Capillary Electrophoresis (or CE). What a mouthful. But if you have been in the biological field, especially anything to do with genetics, this is known as the mainstay analysis tool of the industry. We introduce capillary electrophoresis (or CE) here because it covers all the techniques of providing 1st wave genetic genealogy testing. Included under this banner is the CE frame (length) analysis technique used to determine STR marker repeat counts. Also termed CE fragment analysis more generally. As well as the single-primer, chain-terminated Sanger Sequencing which has been the mainstay of DNA analysis and the source technique for the first HGP.

The widespread adoption brought prices down and enabled the start of the genetic genealogy analysis around 2000. This was a mainstay technique in the field for almost ten years and somewhat continues in use today. The eventual downfall is the lower throughput and lack of whole-genome capture that has come about with what we term the second wave of genetic genealogy testing (via microarray testing) and now the third wave based on high throughput sequencing.

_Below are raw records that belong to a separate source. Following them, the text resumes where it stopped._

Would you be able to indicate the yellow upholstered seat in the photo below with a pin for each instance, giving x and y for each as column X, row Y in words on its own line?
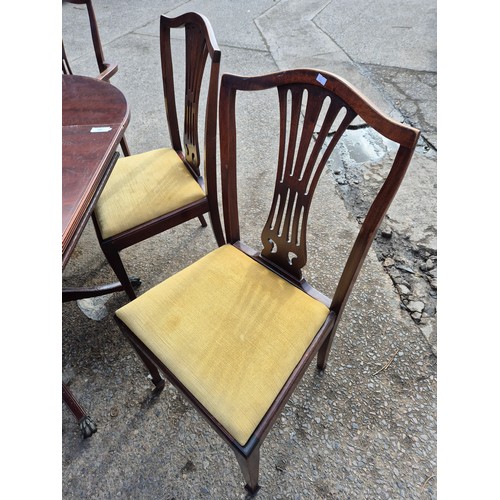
column 230, row 330
column 143, row 187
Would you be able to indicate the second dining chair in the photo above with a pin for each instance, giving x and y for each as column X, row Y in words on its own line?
column 236, row 330
column 151, row 192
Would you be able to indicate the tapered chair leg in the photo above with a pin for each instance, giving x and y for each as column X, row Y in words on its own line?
column 250, row 468
column 324, row 351
column 116, row 264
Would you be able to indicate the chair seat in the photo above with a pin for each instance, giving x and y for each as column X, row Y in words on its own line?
column 230, row 330
column 143, row 187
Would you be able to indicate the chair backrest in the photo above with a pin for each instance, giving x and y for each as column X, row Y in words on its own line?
column 330, row 105
column 200, row 43
column 104, row 67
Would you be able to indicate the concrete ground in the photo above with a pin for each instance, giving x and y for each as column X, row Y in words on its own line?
column 366, row 428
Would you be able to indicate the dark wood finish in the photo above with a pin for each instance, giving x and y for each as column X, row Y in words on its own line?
column 106, row 69
column 88, row 158
column 201, row 46
column 85, row 422
column 296, row 180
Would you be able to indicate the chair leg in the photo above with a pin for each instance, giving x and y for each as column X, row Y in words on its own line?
column 324, row 351
column 124, row 146
column 250, row 468
column 153, row 370
column 114, row 260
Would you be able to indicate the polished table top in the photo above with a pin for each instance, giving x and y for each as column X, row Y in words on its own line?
column 94, row 117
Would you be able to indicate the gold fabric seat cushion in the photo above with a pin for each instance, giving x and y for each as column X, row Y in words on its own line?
column 143, row 187
column 230, row 330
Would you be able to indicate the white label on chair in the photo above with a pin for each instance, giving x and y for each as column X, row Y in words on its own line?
column 101, row 129
column 321, row 79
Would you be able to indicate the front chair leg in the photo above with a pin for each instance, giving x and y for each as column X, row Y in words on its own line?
column 324, row 351
column 202, row 220
column 153, row 370
column 250, row 468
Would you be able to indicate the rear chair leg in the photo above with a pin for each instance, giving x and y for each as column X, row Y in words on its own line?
column 250, row 468
column 116, row 264
column 324, row 351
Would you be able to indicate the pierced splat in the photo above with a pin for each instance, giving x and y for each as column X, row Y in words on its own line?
column 197, row 53
column 305, row 146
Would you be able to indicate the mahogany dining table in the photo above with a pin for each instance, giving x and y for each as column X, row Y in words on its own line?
column 95, row 115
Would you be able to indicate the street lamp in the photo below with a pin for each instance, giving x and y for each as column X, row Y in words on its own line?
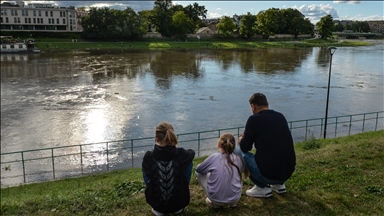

Common techniques related to this use are:
(a) Use of primers to tag the targeted regions for the large PCR duplication of an area of intended analysis
(b) Use of fluorescent tags of a base-pair in order to read the value at that location added during the PCR duplication
(c) Chain termination to create PCR-segments of differing lengths to thus read the sequence of each base-pair along a strand

STR Markers

Using a technique of CE known as frame (length) analysis,

Sanger Sequencing

A method to do one to a dozen or so SNPs at a time; each located anywhere on the genome. The technique can be used for up to about 900 base-pairs. Full-sequencing of the approximately 16,000 base-pairs of the mitochondria is offered using a modified form of this technique.